Kaladze presented the pledge as the first item at Wednesday’s City Hall meeting and described it as ‘very important information’ for everyone who ‘loves our capital’.
‘Today we are announcing a tender for the procurement of the tram line project and construction works’, he said, noting that this would be the first tram project ‘in the history of Georgia’s independence’.
Kaladze made the pledge a month and a half before the municipal elections, scheduled for 4 October in Tbilisi and other municipalities across Georgia.
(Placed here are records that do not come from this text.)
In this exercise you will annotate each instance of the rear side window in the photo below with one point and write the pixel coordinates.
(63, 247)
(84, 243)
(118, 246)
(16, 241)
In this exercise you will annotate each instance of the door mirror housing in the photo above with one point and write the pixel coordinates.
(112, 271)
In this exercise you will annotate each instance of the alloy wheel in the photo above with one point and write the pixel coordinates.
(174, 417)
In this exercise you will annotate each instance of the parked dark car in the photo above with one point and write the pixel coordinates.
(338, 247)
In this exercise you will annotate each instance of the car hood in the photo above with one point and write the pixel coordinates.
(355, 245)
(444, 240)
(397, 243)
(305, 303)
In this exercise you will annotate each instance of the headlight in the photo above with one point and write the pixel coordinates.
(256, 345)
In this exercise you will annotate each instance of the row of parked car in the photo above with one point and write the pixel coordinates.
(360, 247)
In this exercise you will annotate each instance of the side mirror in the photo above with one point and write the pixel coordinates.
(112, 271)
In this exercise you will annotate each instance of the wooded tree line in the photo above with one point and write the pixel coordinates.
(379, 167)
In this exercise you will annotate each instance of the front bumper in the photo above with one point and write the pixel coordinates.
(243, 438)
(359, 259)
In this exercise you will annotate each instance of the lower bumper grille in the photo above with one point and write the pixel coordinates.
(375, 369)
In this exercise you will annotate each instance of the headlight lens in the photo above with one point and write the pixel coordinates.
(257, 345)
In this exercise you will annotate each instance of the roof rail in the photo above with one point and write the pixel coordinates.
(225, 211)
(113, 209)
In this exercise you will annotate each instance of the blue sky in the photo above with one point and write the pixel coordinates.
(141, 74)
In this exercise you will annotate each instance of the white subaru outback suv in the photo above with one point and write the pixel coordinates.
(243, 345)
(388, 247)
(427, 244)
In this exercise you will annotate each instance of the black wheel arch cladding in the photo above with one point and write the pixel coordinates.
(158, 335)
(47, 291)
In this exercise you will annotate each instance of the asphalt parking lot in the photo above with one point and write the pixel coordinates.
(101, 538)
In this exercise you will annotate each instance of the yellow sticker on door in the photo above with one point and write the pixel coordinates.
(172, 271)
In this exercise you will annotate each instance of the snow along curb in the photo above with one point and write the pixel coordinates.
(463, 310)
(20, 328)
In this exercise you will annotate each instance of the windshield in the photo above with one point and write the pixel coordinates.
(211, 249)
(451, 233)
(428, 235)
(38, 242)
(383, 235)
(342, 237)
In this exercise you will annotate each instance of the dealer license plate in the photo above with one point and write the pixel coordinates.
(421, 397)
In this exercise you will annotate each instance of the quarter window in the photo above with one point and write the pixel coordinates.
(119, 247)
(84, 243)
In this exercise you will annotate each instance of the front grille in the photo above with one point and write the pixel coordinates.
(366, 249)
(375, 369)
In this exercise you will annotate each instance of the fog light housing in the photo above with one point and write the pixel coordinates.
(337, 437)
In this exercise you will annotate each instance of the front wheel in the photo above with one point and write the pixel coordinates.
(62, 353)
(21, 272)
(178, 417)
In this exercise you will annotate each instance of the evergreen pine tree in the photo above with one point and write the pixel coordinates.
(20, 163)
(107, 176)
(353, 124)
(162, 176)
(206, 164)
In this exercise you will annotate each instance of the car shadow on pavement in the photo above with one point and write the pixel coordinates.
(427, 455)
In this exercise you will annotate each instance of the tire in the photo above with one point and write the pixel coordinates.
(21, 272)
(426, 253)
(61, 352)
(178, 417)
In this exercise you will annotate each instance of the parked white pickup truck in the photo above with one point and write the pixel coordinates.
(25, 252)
The vote is boycotted by numerous opposition parties.
According to the mayor, the tram line will be seven-and-a-half kilometres long with 11 stops, connecting the Didi Dighomi district with the Didube Metro Station area, which also serves as a key hub for intercity transportation.
Kaladze said that city hall now has ‘complete information’ on what needs to be done. He described the future construction as a ‘modern tram line meeting European standards’, which ‘will ensure safe, comfortable, and fast travel for the increased passenger flow in the Didi Dighomi neighbourhood, ease the burden on buses and minibuses, reduce traffic congestion, and improve environmental conditions’.
Didi Dighomi is known for its transportation problems, including a lack of public transport.
The market research regarding the tram project was announced by the Tbilisi Transport Company (TTC) in March 2025. Among the requirements, the construction company must have had a total revenue of at least $50 million between 2022 and 2024 and must have completed at least three tram line construction projects over the past ten years.
According to the accompanying documentation for the market research announcement, the construction works are expected to be completed within three years from the agreement, with a total estimated timeline of the project being four-and-a-half years.
The Tbilisi City Hall press service told OC Media that the figures in the documentation will ‘likely be slightly adjusted’ and will be presented in their final form in the tender, which, according to the agency, will be announced in the ‘coming days’.
Tram, Tbilisi’s transport, and unfulfilled promises
After over a century of service, trams completely disappeared from Tbilisi in 2006, during the United National Movement’s (UNM) rule.
In 2010, the city government began discussions on restoring trams, and between 2010 and 2012, in cooperation with the French company Systra, a project was prepared for the construction of the first line.
The project was then halted due to financial constraints.
After coming to power in 2012, the Georgian Dream administration did not return to the project, although the idea occasionally resurfaced during municipal elections in the promises of mayoral candidates.
In 2017, Kaladze became the mayor of Tbilisi, and the following year the city and state authorities told residents that the construction of an overground metro would begin, providing new routes for a total of 260,000 people.
According to the project, construction was to begin in 2019 and go through two phases: during the first, from 2021 and 2022, the Samgori Metro Station in eastern Tbilisi was to be connected to the Lilo neighbourhood and Tbilisi International Airport, with seven new metro stations built and the Samgori station fully renovated. In the second phase, Tbilisi would be connected to the city of Rustavi.
By 2021, Tbilisi City Hall claimed that a feasibility study for the overground metro project had been completed, but the project was hampered by the COVID-19 pandemic.
However, even after the pandemic, the municipality barely provided any update regarding the project, leaving the promise unfulfilled to this day.